Towards Self-Robust LLMs: Intrinsic Prompt Noise Resistance via CoIPO
arXiv:2603.03314v1 Announce Type: cross Abstract: Large language models (LLMs) have demonstrated remarkable and steadily improving performance across a wide range of tasks. However, LLM performance may be highly sensitive to prompt variations especially in scenarios with limited openness or strict output formatting requirements, indicating insufficient robustness. In real-world applications, user prompts provided to LLMs often contain imperfections, which may undermine the quality of the model's responses. To address this issue, previous work has primarily focused on preprocessing prompts, employing external tools or even LLMs to refine prompt formulations in advance. However, these approaches overlook the intrinsic robustness of LLMs, and their reliance on external components introduces additional computational overhead and uncertainty. In this work, we propose a Contrastive Learning-based Inverse Direct Preference Optimization (CoIPO) method that minimizes the discrepancy between th
arXiv:2603.03314v1 Announce Type: cross Abstract: Large language models (LLMs) have demonstrated remarkable and steadily improving performance across a wide range of tasks. However, LLM performance may be highly sensitive to prompt variations especially in scenarios with limited openness or strict output formatting requirements, indicating insufficient robustness. In real-world applications, user prompts provided to LLMs often contain imperfections, which may undermine the quality of the model's responses. To address this issue, previous work has primarily focused on preprocessing prompts, employing external tools or even LLMs to refine prompt formulations in advance. However, these approaches overlook the intrinsic robustness of LLMs, and their reliance on external components introduces additional computational overhead and uncertainty. In this work, we propose a Contrastive Learning-based Inverse Direct Preference Optimization (CoIPO) method that minimizes the discrepancy between the label-aligned logits produced by the model under a clean prompt and its noisy counterpart, and conduct a detailed analysis using mutual information theory. We augment the FLAN dataset by constructing paired prompts, each consisting of a clean prompt and its corresponding noisy version for training. Additionally, to evaluate the effectiveness, we develop NoisyPromptBench, a benchmark enhanced and derived from the existing PromptBench. Experimental results conducted on NoisyPromptBench demonstrate that our proposed method achieves a significant improvement in average accuracy over the current state-of-the-art approaches. The source code of CoIPO, pair-wise FLAN datasets, and NoisyPromptBench have already been released on https://github.com/vegetable-yx/CoIPO.
Executive Summary
This article presents a novel method, CoIPO, to enhance the intrinsic robustness of large language models (LLMs) against prompt noise. CoIPO employs a contrastive learning approach to minimize the discrepancy between clean and noisy prompt-aligned logits, thereby improving the model's ability to generate accurate responses. The authors develop a benchmark, NoisyPromptBench, and conduct experiments demonstrating the effectiveness of CoIPO. The proposed method achieves significant improvements in average accuracy over state-of-the-art approaches, showcasing its potential to address the limitations of existing robustness techniques. The CoIPO framework and related datasets are publicly available, facilitating further research and adoption.
Key Points
- ▸ CoIPO proposes a contrastive learning-based method to enhance intrinsic robustness of LLMs against prompt noise.
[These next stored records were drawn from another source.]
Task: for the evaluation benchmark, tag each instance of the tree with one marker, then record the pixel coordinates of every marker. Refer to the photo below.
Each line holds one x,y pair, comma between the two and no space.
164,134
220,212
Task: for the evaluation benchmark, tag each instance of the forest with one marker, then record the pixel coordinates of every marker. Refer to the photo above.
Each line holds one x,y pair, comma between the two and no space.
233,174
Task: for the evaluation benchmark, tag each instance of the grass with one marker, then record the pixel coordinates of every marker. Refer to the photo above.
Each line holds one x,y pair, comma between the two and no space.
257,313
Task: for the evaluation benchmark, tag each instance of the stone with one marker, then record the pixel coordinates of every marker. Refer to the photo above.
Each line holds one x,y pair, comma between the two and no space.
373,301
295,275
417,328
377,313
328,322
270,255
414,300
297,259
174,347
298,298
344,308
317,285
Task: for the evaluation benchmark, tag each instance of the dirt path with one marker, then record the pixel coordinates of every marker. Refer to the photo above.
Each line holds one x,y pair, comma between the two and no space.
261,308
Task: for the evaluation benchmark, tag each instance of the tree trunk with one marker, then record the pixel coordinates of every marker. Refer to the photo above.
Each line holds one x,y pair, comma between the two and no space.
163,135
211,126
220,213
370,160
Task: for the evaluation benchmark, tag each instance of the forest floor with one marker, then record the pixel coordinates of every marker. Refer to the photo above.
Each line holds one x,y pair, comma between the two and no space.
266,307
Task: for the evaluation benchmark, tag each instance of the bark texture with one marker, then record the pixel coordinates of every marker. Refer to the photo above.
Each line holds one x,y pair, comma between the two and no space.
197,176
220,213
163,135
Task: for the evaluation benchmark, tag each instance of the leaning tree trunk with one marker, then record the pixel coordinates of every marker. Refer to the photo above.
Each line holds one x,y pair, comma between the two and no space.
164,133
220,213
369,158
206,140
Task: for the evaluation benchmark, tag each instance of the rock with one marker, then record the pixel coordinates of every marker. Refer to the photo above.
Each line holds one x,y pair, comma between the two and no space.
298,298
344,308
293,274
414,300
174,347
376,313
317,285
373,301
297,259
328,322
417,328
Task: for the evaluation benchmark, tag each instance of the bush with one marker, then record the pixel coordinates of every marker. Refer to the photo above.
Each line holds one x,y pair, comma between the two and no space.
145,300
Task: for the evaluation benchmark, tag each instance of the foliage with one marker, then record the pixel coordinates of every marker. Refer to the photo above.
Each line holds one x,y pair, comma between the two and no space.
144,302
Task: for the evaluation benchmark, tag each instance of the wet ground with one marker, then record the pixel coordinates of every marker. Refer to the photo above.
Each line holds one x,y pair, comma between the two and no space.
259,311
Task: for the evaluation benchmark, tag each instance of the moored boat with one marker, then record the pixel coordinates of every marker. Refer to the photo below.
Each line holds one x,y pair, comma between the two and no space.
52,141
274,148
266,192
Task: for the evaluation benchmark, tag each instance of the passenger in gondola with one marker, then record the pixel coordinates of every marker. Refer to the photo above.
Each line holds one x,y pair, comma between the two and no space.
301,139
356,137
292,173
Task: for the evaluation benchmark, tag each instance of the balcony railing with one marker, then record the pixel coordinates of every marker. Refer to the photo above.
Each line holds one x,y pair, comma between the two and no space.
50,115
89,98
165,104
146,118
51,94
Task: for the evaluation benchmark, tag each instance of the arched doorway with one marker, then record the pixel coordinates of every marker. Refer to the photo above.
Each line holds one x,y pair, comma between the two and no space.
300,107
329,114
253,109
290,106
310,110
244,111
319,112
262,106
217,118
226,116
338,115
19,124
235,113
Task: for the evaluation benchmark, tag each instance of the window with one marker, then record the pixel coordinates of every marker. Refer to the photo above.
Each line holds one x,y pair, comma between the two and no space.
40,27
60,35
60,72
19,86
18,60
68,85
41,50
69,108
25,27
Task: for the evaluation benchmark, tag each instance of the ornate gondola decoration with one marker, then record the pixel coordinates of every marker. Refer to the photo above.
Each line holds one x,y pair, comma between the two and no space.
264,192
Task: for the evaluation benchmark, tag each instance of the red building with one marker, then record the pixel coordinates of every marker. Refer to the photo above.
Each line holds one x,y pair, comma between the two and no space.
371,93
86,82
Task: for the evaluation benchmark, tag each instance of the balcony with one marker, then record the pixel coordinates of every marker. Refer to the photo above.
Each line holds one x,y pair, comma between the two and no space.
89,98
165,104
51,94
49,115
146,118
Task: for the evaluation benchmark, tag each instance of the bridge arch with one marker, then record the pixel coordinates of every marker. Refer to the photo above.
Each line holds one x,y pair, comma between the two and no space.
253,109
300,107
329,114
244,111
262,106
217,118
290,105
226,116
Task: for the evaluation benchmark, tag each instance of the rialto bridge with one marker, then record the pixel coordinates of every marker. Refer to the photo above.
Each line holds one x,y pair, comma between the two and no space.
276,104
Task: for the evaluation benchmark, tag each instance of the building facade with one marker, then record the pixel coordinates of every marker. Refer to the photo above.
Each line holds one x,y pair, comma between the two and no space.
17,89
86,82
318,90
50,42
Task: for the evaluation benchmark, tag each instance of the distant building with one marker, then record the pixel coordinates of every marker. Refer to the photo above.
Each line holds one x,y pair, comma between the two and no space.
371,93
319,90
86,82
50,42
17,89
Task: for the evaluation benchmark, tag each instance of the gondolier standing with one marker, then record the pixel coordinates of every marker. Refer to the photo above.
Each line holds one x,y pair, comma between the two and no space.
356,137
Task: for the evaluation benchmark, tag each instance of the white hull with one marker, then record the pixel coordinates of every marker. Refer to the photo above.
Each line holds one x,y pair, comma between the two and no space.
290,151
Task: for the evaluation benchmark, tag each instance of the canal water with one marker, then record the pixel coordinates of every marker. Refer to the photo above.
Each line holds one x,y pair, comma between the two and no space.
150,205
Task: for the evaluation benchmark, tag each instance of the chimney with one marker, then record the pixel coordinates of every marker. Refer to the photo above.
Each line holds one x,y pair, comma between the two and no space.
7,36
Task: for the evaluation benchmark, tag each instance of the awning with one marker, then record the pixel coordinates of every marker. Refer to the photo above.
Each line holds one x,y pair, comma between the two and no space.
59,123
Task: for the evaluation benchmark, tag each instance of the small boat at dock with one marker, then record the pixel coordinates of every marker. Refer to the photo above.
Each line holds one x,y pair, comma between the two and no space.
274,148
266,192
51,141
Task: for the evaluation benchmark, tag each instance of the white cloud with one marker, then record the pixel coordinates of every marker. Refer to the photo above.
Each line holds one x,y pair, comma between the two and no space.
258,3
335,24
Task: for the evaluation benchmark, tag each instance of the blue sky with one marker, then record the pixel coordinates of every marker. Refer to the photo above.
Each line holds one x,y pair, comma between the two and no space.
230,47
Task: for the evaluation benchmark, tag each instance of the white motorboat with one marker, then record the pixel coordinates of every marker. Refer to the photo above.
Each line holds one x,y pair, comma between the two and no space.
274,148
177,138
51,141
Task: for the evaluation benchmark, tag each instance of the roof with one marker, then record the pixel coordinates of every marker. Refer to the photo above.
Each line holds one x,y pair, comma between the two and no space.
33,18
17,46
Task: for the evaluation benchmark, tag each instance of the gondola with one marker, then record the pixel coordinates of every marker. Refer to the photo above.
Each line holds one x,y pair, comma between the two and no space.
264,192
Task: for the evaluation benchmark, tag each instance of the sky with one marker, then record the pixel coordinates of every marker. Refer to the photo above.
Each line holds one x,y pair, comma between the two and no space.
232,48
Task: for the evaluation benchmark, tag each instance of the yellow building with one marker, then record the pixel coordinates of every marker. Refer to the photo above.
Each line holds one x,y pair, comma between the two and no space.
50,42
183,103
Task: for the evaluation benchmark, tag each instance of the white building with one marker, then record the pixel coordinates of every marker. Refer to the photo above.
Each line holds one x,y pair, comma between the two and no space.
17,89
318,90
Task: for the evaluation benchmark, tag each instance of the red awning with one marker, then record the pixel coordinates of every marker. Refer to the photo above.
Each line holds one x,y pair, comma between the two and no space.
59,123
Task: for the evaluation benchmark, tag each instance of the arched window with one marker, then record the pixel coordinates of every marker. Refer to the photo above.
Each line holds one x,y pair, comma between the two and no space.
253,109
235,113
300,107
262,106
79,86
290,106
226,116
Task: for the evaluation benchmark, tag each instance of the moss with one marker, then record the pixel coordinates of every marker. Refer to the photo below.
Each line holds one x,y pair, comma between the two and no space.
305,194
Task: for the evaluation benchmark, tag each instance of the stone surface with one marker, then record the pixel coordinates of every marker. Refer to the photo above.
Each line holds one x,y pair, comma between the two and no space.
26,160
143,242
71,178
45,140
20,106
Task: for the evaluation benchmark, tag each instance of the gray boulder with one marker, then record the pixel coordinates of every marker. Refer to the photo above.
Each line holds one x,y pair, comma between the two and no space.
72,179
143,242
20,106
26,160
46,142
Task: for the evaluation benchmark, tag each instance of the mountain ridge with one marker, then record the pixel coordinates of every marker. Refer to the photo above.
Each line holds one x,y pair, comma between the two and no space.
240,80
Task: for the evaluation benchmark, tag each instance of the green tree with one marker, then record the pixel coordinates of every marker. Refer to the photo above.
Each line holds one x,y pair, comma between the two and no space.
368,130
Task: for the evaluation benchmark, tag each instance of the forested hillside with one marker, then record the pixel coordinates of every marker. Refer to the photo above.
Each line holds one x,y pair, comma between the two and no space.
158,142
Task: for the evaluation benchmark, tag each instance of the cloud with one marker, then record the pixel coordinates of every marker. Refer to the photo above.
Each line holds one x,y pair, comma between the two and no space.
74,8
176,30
- ▸ The method minimizes the discrepancy between clean and noisy prompt-aligned logits using mutual information theory.
- ▸ NoisyPromptBench, a benchmark derived from PromptBench, is developed to evaluate the effectiveness of CoIPO.
Merits
Robustness Enhancement
CoIPO improves the intrinsic robustness of LLMs against prompt noise, enabling them to generate accurate responses even in the presence of imperfections.
Efficiency
The contrastive learning approach in CoIPO eliminates the need for external tools or preprocessing, reducing computational overhead and uncertainty.
Scalability
CoIPO is designed to be scalable, supporting training on large datasets and adapting to various applications.
Demerits
Data Requirements
CoIPO requires paired prompts with clean and noisy versions for training, which may be challenging to obtain in certain scenarios.
Model Complexity
The proposed method may introduce additional complexity to the LLM architecture, potentially affecting its overall performance.
Expert Commentary
This article makes a significant contribution to the field of language model robustness. CoIPO's innovative approach to enhancing intrinsic robustness has the potential to revolutionize the way we design and deploy language models in real-world applications. While the method requires paired prompts for training, it eliminates the need for external tools and preprocessing, making it more efficient and scalable. The development of NoisyPromptBench provides a valuable benchmark for evaluating the effectiveness of CoIPO and other robustness techniques. However, further research is needed to address the potential complexity introduced by CoIPO and to explore its applicability in various domains.
Recommendations
- ✓ Researchers should investigate the application of CoIPO in high-stakes domains, such as healthcare and finance, to ensure the development of robust language models.
- ✓ Developers should consider incorporating CoIPO into existing language models to enhance their intrinsic robustness against prompt noise.